The exhibition’s enigmatic title refers to a mathematical formula and represents Bourouissa’s attempt to model the apparent incoherence of chaos. The artist questions the way marginalized individuals are depicted and analyzes the mechanisms of authoritarian power, while also examining their effects on communities deprived of their rights. Bourouissa casts a critical eye on society and its shortcomings. He puts the individual at the center of his concerns, revealing how the “system” denies the multiplicity of their identities. He goes beyond mere observation and shows how these individuals construct or reconstruct themselves.
Bourouissa’s artwork delves into the impact of structural power on immigrant bodies over multiple generations. Through a sustained level of violence, this power can demolish the body. The artist focuses on the link between current events, the mechanisms of empire, and the history of colonization as the source and fundamental form of control. Since his Périphérique series, which commenced around the time of the French riots in 2005, the artist has been exploring and clarifying these roots. In his new sculptures at Lille, he examines how the body is manipulated and controlled.
The artist presents a new one-person theatre piece, Quartier de femmes, at ‘Strange Attractor.’ The play examines the carceral state from the perspective of women and was created in collaboration with Zazon Castro, a writer, artist, and actress. Quartier de femmes was developed with inmates at a detention center for women in Lille and explores their experiences of being imprisoned. The play draws inspiration from the ancient Greek tragedy Antigone, which presents a woman’s struggle to navigate the complex boundaries of morality and justice. Although Quartier de femmes diverges significantly from Antigone, some elements from the original play have been retained.

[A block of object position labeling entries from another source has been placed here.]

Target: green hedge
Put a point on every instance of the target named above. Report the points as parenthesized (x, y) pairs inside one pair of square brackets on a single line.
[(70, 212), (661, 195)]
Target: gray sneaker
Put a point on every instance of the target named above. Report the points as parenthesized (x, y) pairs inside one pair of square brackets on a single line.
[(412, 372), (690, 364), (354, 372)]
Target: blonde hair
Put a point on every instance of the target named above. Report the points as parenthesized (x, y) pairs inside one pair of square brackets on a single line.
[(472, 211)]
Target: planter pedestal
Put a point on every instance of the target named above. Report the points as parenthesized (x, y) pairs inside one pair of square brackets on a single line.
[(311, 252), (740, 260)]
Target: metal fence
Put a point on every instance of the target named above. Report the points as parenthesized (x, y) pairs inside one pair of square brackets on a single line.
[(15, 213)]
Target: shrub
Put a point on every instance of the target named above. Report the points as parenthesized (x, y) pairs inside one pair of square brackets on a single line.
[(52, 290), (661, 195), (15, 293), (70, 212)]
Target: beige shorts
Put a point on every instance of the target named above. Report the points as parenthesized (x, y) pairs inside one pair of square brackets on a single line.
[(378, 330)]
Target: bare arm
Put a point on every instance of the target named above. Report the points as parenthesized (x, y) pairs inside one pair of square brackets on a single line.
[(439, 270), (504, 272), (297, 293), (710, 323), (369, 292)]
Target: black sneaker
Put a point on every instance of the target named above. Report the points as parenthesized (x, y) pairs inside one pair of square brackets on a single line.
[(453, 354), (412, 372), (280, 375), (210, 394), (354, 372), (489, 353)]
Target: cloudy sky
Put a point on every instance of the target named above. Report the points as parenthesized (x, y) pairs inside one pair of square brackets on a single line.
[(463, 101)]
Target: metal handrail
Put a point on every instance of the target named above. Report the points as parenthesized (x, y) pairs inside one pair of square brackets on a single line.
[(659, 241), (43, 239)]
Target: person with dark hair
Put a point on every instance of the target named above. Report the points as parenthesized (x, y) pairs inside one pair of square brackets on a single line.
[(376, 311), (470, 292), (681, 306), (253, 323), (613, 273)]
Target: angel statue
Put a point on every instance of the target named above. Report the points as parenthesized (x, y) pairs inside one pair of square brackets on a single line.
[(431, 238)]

The theatre piece continues Mohamed Bourouissa’s interest in combining documentation and formal composition, and his collaboration with others to create representations of reality on the margins of society. In addition, the works at the exhibition question the Bourouissa “method”, and his creative process, particularly with drawing as a research tool. The artist’s practice traces and presents the complexity of socio-economic issues through his distinct creative vision. Often spending long periods of time in social groups or communities that he is inspired by, creates films that blur the line between documentary and fiction. Bourouissa’s work is a poetic exploration of the complexities of life, with the aim of empowering those who are marginalized and excluded.